I am trying to find the best classification model for accidents crash data. I developed this network in KNIME, it gives an accuracy of 100% for different models I tried (like SVM, RF, MLP)
Please guide where I am making mistakes because 100% accuracy is rarely possible
You could see what variables mostly drive the results. It is possible that you have some sort of leak, where a variable different from the target would explain all of the results.
Maybe you try and get the variable importance (H2O.ai Random Forest learner has them) and see what variables have the most influence on your result.
I had a look at your data and the column “Total Number of Deaths” exactly matches the column to predict “Accident Severity (Two Classes)” (with different constant values but this doesn’t matter). This is why you get 100% Accuracy.
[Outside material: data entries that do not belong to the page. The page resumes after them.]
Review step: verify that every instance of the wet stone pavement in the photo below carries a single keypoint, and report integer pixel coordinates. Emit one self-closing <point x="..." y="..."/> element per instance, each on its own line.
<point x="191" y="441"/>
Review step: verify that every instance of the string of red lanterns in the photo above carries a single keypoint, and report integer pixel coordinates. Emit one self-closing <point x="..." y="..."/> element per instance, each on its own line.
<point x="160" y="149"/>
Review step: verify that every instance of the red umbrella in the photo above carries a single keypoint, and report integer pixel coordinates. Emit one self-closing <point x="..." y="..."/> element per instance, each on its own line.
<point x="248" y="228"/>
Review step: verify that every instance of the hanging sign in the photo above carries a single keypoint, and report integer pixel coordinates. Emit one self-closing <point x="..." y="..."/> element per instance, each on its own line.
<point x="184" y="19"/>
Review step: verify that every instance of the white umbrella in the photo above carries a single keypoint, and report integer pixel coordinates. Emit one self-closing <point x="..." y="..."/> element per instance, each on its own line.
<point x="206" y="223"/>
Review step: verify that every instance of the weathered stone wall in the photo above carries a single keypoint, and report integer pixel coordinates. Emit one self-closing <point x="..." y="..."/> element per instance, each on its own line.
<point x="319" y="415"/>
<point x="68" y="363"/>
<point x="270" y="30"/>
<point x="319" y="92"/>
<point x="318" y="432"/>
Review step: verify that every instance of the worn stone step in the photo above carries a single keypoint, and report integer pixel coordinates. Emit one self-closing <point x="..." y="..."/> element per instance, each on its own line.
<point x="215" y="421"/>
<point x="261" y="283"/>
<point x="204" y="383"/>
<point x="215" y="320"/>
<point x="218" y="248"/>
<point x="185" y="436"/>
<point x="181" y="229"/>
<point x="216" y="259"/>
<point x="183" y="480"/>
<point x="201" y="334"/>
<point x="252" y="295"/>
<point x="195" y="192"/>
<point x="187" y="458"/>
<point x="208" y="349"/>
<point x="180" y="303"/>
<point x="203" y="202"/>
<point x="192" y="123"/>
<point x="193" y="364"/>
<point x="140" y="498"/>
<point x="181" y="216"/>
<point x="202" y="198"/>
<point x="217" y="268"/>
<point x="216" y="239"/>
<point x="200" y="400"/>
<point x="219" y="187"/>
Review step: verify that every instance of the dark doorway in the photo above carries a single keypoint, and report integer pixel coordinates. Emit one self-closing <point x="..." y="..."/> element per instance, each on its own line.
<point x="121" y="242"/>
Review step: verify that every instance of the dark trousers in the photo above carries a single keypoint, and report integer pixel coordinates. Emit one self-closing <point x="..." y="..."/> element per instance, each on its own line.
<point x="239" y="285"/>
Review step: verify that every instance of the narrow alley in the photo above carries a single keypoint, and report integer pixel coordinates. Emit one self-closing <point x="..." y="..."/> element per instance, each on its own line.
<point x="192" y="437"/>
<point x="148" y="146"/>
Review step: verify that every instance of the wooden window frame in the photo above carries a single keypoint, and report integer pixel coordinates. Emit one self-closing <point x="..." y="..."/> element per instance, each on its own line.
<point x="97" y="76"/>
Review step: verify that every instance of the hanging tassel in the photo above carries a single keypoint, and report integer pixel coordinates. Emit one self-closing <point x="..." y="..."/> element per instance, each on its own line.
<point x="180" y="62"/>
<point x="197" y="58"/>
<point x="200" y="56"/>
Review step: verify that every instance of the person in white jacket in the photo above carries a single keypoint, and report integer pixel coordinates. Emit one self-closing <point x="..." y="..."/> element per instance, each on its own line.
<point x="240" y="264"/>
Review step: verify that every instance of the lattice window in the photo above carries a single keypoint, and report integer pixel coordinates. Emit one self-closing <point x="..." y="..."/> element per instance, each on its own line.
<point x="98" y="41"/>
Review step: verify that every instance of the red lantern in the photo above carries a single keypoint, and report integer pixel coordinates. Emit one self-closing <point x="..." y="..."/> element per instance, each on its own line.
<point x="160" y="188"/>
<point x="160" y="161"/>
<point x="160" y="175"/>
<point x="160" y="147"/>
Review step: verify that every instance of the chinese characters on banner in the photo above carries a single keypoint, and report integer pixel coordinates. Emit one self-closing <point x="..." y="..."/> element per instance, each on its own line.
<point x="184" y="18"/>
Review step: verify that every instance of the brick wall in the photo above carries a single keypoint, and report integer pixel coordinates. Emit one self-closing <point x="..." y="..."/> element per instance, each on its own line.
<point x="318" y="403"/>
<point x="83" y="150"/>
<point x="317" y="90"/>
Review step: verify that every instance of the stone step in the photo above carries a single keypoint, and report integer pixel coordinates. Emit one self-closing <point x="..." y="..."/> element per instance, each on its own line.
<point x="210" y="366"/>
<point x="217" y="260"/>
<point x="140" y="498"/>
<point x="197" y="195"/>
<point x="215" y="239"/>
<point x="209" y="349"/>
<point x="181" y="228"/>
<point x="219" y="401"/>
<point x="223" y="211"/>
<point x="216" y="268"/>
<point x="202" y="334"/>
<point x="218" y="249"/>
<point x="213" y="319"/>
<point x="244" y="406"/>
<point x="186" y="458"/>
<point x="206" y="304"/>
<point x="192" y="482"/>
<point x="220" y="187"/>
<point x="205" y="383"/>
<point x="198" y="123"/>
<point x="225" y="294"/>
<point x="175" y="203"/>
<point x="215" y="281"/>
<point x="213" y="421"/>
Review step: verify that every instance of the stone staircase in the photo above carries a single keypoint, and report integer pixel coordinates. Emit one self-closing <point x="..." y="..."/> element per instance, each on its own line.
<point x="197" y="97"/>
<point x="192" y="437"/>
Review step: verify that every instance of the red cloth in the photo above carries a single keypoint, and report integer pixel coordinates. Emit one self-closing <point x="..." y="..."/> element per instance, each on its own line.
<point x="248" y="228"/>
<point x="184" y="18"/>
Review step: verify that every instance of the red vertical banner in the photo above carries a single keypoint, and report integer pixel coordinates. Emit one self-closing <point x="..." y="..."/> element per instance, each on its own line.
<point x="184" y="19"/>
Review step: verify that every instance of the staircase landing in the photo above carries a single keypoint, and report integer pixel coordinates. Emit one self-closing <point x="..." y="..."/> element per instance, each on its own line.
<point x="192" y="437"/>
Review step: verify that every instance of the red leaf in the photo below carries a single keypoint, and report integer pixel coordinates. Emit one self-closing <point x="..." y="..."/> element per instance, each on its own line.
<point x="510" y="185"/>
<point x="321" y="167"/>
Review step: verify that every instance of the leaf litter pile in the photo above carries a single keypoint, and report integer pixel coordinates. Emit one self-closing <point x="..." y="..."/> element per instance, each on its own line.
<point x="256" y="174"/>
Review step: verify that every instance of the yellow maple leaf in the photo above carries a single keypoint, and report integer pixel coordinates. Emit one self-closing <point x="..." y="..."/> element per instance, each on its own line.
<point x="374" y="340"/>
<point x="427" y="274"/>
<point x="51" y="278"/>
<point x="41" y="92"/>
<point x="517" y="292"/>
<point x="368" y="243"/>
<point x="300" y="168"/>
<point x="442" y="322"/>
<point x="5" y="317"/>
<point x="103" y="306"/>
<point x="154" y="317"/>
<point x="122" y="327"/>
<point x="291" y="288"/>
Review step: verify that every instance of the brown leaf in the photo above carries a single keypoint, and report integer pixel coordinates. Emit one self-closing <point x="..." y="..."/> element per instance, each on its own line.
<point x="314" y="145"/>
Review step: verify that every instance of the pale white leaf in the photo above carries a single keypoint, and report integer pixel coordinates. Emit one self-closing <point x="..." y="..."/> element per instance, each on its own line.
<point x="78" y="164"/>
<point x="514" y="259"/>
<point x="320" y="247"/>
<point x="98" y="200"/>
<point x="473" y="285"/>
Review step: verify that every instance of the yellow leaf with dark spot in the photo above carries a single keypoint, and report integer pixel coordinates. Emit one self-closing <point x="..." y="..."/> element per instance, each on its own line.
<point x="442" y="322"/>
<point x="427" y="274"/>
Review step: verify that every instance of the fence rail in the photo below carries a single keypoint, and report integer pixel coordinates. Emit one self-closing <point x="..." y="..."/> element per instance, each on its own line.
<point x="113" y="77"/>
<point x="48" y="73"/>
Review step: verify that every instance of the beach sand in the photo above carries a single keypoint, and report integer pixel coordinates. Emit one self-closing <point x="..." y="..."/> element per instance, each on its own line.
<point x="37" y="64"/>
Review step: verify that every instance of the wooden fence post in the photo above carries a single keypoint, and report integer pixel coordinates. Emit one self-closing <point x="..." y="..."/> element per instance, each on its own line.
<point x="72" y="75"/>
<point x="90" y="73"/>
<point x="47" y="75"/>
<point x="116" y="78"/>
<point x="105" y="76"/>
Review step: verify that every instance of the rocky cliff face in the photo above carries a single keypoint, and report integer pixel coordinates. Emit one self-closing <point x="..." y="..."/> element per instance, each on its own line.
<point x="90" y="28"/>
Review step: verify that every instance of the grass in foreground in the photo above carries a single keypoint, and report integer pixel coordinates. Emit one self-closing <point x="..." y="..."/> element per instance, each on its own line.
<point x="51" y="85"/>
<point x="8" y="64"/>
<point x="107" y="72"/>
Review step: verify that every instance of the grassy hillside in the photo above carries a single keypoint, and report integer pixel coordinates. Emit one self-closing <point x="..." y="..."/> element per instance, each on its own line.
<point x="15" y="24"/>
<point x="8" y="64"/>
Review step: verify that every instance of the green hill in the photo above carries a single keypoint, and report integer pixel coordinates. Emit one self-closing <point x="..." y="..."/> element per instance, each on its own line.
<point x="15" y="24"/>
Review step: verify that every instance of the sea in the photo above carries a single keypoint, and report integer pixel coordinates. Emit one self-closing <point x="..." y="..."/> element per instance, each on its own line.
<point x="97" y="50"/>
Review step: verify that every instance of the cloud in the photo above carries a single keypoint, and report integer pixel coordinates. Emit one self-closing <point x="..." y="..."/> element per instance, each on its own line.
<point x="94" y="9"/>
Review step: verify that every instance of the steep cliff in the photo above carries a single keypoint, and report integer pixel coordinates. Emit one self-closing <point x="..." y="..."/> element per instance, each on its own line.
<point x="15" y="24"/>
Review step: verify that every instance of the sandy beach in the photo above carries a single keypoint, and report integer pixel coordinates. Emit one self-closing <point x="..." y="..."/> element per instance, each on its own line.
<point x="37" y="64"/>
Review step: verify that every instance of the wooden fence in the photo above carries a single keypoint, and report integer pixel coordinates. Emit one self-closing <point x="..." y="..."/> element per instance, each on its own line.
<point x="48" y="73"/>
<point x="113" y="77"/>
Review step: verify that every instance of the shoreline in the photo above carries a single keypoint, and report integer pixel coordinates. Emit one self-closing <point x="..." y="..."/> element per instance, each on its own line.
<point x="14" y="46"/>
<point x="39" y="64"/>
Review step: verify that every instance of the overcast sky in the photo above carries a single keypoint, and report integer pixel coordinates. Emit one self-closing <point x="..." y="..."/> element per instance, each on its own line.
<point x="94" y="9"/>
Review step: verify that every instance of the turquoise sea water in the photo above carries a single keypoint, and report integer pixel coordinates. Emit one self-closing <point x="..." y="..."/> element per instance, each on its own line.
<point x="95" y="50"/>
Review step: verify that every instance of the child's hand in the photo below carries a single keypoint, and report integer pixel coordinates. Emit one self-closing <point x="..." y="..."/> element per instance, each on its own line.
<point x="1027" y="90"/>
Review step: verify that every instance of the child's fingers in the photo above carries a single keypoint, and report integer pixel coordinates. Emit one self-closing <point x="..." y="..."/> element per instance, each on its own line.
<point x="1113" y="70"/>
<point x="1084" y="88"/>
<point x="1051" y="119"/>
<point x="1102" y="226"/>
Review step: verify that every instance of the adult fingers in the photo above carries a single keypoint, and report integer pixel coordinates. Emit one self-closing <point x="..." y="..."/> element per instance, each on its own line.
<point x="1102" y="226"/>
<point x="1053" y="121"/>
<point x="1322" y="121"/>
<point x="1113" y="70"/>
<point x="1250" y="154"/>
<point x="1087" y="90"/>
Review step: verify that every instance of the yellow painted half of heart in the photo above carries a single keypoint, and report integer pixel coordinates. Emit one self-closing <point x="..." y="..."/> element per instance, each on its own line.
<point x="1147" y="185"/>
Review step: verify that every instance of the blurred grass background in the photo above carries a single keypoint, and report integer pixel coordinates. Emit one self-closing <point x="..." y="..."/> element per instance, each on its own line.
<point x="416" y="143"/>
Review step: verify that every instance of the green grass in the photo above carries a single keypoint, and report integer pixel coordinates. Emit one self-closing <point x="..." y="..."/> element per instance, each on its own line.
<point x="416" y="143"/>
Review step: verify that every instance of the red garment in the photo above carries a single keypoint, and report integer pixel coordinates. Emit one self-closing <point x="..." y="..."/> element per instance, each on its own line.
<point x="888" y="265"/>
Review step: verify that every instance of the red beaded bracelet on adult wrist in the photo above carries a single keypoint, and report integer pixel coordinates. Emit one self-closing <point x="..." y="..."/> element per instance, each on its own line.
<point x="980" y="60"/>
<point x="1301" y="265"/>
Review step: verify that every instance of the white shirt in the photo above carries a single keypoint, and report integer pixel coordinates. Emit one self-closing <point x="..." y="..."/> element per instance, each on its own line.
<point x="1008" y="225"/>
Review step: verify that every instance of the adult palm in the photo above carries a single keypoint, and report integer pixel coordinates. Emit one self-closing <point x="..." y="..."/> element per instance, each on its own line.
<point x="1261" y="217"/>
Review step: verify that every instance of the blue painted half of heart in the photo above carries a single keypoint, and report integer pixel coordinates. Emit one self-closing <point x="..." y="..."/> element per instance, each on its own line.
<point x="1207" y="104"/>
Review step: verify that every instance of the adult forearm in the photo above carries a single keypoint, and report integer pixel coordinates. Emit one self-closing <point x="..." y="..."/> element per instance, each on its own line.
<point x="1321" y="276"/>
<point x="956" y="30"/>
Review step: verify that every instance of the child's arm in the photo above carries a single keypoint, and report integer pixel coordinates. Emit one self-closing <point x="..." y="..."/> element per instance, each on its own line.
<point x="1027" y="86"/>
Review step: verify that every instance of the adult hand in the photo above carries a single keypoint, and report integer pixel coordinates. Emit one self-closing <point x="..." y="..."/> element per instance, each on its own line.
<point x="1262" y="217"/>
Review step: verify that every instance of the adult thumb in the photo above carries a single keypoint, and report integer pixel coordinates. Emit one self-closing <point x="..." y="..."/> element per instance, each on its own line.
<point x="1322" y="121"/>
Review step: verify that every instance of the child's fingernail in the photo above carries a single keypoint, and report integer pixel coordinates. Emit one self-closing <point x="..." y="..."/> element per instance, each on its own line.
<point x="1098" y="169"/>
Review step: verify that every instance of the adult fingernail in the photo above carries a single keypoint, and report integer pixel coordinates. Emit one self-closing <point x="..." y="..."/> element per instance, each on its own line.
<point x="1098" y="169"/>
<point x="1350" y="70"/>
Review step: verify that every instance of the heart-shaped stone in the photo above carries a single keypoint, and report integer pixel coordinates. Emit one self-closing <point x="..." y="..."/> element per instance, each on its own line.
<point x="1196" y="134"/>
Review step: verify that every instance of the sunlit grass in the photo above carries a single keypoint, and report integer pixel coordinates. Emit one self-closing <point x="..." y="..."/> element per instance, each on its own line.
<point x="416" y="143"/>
An easy way to check for this kind of problems (among others s.a. correlation between variables) is to train a Decision Tree Learner and look at the first branch of the Decision Tree obtained after training, as showed in the snapshot below:
The workflow is almost the same as the one you uploaded. I had just added the -Decision Tree- node and a -String Manipulation- node to convert the “Accident Severity (Two Classes)” variable to a nominal one.
When I try to plot ROC Curve for Random Forest (RF) classification it gives me proper targeted variables to include and plot ROC
but incase of SVM (support vector machine) this (prediction(Accident severity “two classes”) is not shown in left side column to include in Right side column and plot ROC?
Please, what is the procedure or alternative for drawing ROC if we use a classification model other than RF because I need to compare different models like RF, SVM, LR, ANN, etc and select the model with the best prediction and accuracy
I had a look at the SVM Predictor configuration and there is an option that you need to check to generate the probabilities of every class. I have modified the workflow in this sense to be able to generate the ROC curves. I have also added the normalization of variables since this is something recommended to be done when working with an SVM model. The workflow now is as follows:
Please be aware that you can store the data in the workflow and upload it here with the workflow already executed. This makes easier the execution of your workflow. I have hence created a folder called “_LOCAL_DATA” inside the workflow and put your file inside. The way you call this file in the -CSV Reader- node is as follows:
The URL should start with “knime://knime.workflow/_LOCAL_DATA/” to indicate that the data is under the local folder “_LOCAL_DATA”.
With respect to your question:
Not all the machine learning models generate probabilities associated to the classes and how they do it is dependent on the ML algorithm. You’ll find this probability information in most of the ML ensemble models based on Trees. You can also get it from ANNs. The way you get this information, when available, will differ between methods.